1.テレワークにおいても労働時間の適正な把握・管理を行うべき
 3月25日、政府は「テレワークの適切な導入及び実施の推進のためのガイドライン」を公表した。新たなガイドラインは、「成長戦略実行計画」で「テレワークの定着に向けた労働法制の解釈の明確化」が定められたことなどを受けて、昨年12月の有識者検討会報告も踏まえ、テレワーク推進の観点から従来のガイドラインを改定したものである。労働者保護の観点から、長時間労働抑制のための労働時間の適正な把握・管理を確実に行う必要があり、テレワークであっても労働基準関係法令が適用されることは周知・徹底すべきである。

2.労働時間の状況を把握する義務の違反には厳正に対処すべき
 新ガイドラインは、労働者の自己申告と客観的事実にもとづく労働時間に著しい乖離がある場合、一義的には補正することとしているが、そもそも使用者には労働時間の状況を把握する義務が課されている。労働者が申告した時間にもとづき、時間外労働の上限規制や賃金の支払いなどを行っていれば足りるとする記述は、使用者の義務を軽視するものであり問題である。連合調査では、99人以下の勤務先で働く労働者の約2割が、勤務先が労働時間管理をしていないと回答しており、こうした使用者の義務違反に対しては厳正に対処することを、新ガイドラインにおいても明確に示すべきである。

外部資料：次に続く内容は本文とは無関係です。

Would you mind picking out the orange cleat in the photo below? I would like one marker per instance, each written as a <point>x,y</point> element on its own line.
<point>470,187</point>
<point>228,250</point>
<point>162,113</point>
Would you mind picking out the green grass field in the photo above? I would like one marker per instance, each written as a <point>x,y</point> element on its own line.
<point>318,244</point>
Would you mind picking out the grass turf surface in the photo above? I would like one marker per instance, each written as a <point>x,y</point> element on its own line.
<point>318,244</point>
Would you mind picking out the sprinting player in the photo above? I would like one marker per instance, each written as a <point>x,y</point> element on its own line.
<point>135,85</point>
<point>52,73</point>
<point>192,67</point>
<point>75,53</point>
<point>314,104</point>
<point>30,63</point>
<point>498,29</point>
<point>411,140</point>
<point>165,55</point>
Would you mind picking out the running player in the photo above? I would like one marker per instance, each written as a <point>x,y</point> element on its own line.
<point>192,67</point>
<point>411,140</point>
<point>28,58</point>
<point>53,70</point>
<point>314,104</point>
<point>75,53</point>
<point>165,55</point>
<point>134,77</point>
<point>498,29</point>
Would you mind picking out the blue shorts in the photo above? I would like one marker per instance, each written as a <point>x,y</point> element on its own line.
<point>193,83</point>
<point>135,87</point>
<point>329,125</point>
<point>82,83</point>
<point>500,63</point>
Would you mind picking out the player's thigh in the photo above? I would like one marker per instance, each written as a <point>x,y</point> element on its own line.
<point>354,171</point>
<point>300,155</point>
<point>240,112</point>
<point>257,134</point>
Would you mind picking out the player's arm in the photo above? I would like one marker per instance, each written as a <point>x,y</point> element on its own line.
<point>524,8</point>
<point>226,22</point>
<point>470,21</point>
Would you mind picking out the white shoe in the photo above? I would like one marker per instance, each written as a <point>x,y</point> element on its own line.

3.メリットのみならず、性別による課題などにも留意して運用すべき
 新ガイドラインが強調するテレワークのメリットは、個人の生活実態などにもよるため、普遍的に当てはまるものではない。連合調査を用いた分析では、実施機会自体に雇用形態間・男女間で格差があること、また、子どもがいる女性の場合、労働の負荷に加え、通常時よりも増大した家事・育児などを担っている実態も明らかとなっている。運用にあたっては、テレワーク下でも保育所などを確実に利用できるようにするとともに、パートナーである男性の長時間労働を防止し、育児などへの参画を促進すべきである。

4.適正なテレワークの導入に向けて環境整備に取り組む
 連合は、昨年9月に「テレワーク導入に向けた労働組合としての取り組み方針」を策定し、2021春季生活闘争においても職場の環境整備を具体的要求項目に挙げている。適正なテレワーク導入のためには、労働関係法令を踏まえた上で、長時間労働の未然防止策などの環境整備に向けて労使で協議を重ねることが不可欠である。連合は、構成組織、地方連合会一体となり、適正な環境におけるテレワークの実施に向けて取り組んでいく。